とんでも腐敵☆パートナー
「自分の気持ちとしっかり向き合って! 大事な人は死んでも離さない! 踏んでも蹴られても傍にいるの! 自分のしたいように、とことんやってみて――諦めるのはそれからでも遅くないよ!」
 
 俺は知らず口をつぐんで見入っていたが、そんな余裕はすぐになくなった。
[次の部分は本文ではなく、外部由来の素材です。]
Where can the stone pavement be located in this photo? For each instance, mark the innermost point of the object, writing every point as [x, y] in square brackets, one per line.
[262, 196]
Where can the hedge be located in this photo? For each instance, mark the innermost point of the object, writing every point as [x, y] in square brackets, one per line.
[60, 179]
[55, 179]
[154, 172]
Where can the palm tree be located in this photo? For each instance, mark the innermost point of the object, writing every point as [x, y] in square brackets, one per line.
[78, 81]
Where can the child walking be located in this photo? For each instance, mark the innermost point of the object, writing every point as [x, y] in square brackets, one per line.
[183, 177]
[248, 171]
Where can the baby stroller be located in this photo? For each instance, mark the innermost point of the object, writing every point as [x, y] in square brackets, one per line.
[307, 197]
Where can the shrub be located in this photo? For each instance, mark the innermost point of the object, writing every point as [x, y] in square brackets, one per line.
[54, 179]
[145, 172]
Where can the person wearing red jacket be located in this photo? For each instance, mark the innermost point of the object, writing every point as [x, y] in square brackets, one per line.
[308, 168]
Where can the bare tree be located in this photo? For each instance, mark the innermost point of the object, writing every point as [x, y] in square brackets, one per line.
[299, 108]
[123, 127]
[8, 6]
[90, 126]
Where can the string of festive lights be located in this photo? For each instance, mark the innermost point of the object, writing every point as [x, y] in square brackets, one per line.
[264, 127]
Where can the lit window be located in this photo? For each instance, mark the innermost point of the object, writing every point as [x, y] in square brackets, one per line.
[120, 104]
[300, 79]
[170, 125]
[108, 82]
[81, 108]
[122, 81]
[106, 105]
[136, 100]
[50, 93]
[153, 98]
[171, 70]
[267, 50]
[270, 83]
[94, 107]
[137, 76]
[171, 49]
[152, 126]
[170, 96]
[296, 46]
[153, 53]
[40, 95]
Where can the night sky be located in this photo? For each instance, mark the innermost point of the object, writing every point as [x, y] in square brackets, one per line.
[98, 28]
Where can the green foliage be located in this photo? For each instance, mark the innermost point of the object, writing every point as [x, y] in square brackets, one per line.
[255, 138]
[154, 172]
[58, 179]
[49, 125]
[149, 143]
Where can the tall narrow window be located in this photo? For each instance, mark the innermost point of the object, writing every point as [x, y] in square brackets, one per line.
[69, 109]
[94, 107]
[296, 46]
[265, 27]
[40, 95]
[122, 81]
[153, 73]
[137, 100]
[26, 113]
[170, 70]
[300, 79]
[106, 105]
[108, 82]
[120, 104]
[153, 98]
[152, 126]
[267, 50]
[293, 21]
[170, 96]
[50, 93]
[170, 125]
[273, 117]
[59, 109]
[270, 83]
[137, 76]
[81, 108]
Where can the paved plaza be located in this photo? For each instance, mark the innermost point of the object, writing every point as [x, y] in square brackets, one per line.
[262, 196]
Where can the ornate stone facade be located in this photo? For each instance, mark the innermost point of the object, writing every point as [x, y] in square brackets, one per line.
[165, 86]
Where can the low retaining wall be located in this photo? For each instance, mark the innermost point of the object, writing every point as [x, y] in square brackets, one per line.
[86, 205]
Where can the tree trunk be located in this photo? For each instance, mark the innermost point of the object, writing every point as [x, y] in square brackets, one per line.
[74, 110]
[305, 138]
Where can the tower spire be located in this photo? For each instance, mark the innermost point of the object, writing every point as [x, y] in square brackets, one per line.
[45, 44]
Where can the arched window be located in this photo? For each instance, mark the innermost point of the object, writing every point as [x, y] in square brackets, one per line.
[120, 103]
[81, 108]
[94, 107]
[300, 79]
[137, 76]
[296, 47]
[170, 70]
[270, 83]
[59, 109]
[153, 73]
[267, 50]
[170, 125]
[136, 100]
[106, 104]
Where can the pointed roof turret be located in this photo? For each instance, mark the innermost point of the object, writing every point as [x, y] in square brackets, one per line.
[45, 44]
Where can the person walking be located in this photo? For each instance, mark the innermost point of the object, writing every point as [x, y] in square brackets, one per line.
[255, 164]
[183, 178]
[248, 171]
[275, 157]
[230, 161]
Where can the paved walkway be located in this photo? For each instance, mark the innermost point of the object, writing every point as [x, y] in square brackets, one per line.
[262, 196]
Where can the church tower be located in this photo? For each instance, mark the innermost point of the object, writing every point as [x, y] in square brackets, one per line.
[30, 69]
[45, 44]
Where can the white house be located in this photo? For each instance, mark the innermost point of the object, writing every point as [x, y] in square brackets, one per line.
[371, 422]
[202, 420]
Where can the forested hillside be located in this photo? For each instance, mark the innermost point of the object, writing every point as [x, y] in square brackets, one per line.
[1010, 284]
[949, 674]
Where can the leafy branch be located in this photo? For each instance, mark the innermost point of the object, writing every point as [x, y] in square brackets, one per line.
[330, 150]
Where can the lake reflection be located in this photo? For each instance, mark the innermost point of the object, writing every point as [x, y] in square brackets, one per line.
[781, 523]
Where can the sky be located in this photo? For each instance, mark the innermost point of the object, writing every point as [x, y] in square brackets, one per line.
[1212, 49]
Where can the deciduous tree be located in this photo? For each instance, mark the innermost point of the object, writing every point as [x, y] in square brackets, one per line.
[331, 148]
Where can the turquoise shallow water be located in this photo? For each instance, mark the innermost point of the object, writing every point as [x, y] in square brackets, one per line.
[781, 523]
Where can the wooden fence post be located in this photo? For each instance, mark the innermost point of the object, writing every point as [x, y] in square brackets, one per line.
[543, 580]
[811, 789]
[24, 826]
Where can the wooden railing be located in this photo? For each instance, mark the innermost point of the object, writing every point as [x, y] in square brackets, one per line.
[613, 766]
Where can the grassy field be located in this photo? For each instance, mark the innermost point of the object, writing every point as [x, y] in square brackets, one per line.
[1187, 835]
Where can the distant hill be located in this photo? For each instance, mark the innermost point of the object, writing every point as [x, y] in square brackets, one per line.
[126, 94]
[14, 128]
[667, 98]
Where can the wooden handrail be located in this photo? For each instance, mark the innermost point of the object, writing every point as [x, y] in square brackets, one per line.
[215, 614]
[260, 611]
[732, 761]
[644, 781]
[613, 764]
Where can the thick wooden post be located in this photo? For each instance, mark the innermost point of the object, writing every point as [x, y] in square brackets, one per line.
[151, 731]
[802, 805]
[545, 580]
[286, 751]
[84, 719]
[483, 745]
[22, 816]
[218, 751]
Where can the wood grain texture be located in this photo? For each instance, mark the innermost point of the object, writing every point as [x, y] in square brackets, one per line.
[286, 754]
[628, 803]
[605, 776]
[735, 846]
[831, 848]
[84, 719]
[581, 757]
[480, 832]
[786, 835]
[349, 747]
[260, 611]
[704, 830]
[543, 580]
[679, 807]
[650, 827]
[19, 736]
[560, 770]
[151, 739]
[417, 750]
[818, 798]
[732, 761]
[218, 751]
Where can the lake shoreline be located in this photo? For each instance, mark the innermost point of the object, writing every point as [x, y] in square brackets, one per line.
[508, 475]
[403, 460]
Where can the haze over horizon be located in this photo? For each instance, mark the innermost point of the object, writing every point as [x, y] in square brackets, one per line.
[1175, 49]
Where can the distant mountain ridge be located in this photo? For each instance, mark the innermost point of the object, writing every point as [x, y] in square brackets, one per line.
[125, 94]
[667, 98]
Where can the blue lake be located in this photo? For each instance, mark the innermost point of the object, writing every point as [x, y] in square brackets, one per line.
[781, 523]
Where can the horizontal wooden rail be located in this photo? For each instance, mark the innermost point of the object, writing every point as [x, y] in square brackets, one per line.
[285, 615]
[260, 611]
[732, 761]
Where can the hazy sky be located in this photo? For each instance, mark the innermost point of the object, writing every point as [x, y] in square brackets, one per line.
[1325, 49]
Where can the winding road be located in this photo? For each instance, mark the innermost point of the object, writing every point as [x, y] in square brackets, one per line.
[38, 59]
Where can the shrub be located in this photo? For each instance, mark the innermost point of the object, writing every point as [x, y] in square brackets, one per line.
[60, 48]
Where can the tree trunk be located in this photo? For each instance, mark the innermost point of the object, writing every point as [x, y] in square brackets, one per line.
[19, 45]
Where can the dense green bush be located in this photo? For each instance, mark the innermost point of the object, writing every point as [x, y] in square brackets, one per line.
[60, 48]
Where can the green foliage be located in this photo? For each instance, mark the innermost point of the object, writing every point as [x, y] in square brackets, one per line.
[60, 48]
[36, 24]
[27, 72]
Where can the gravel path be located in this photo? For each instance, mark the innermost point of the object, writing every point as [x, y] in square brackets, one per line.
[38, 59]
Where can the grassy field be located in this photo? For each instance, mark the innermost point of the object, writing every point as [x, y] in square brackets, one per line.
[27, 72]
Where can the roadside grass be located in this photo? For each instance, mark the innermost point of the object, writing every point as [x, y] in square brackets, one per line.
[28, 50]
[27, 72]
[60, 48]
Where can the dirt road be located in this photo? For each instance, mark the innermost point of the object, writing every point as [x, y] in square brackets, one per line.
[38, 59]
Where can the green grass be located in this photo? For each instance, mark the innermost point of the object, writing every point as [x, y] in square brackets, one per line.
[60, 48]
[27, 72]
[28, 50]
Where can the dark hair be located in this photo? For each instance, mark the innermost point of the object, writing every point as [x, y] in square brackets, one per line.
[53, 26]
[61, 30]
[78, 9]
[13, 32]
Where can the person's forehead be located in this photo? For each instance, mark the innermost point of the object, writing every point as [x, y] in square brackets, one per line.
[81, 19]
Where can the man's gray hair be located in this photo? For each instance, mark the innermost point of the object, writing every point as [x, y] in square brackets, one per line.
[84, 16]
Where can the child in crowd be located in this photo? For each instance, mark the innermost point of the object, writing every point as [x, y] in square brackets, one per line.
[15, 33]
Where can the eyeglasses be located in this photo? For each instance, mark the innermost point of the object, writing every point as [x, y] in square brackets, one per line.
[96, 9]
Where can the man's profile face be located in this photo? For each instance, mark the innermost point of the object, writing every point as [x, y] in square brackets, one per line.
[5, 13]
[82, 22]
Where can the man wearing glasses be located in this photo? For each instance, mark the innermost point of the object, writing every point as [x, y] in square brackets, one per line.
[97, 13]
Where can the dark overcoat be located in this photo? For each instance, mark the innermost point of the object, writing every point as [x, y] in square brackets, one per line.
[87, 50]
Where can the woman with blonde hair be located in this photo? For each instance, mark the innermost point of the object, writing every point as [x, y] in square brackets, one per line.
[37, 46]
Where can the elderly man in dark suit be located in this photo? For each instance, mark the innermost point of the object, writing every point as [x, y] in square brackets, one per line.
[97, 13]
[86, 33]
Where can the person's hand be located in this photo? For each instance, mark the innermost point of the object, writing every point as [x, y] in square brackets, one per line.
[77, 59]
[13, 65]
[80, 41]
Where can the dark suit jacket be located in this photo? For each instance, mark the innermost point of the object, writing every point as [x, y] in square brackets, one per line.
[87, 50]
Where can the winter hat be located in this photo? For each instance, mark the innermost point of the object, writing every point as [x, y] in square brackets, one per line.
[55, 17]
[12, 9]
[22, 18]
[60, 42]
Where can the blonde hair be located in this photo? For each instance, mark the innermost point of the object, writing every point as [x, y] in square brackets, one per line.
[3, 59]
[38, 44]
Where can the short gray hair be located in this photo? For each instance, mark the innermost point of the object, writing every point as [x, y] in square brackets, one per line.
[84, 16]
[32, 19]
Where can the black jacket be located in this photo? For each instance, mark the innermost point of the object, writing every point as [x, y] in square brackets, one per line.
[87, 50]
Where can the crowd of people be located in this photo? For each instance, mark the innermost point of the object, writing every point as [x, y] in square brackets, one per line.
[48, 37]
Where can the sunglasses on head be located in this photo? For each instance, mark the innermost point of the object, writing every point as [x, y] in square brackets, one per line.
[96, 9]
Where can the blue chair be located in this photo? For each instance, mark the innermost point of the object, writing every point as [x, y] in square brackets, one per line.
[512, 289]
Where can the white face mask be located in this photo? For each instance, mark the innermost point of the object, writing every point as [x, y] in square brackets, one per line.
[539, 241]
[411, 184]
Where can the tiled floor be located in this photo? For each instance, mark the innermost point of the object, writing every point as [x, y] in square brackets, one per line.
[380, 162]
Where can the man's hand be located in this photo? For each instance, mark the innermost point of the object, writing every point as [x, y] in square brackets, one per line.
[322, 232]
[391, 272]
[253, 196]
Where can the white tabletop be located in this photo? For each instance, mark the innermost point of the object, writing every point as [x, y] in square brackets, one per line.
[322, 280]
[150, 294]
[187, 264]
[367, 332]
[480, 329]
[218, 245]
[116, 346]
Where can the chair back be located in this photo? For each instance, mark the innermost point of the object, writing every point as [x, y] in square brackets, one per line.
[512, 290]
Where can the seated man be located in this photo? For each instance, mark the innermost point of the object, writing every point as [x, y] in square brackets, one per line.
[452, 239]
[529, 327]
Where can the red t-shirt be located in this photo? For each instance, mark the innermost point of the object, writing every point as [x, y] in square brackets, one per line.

怒気をはらんだグリコの顔が、今度は俺に向けられたからだ。
 
「朽木さんも朽木さんだよっ! 本心隠して、『飽きた』なんて言葉でごまかして! 章くんが納得するわけないじゃんっ!」
 
「っ!」
 
 あまりの剣幕に思わず身を引いてしまう。
 
「苦しかったんでしょ!? 傷付いて、それでも朽木さんに依存する章くんを見てられなかったんでしょ!? だから見え見えの嘘で章くんを突き放して――それだけ章くんのことを想ってたんでしょっ!?」
 
「お前に何が分かる!?」
 
「分かるよ! あたしは朽木さんのストーカーだもん! 朽木さんが章くんを想ってることくらい、顔見れば分かるよ!」
 
 こいつはなんでそんなことを言うんだ。
 
 カッと頭に血が昇った。
 
「俺が好きなのは拝島だけだ! 章に期待を持たせるようなことを言うなグリコ! 章の心の支えになってやれるのは俺じゃ――」
 
「好きって気持ちはひとつじゃないでしょ!? なんで分かんないの!」
 
「何を分かれって言うんだ!?」
 
「二人が離れる必要はないってことよ!」
 
「無理だ! 弟としか思えないのに――」
「弟みたいに大切なんでしょっ!? 言葉をすりかえるなっっ!!」
 
「っ!!」
 
 
 瞬間、頭の靄が晴れた。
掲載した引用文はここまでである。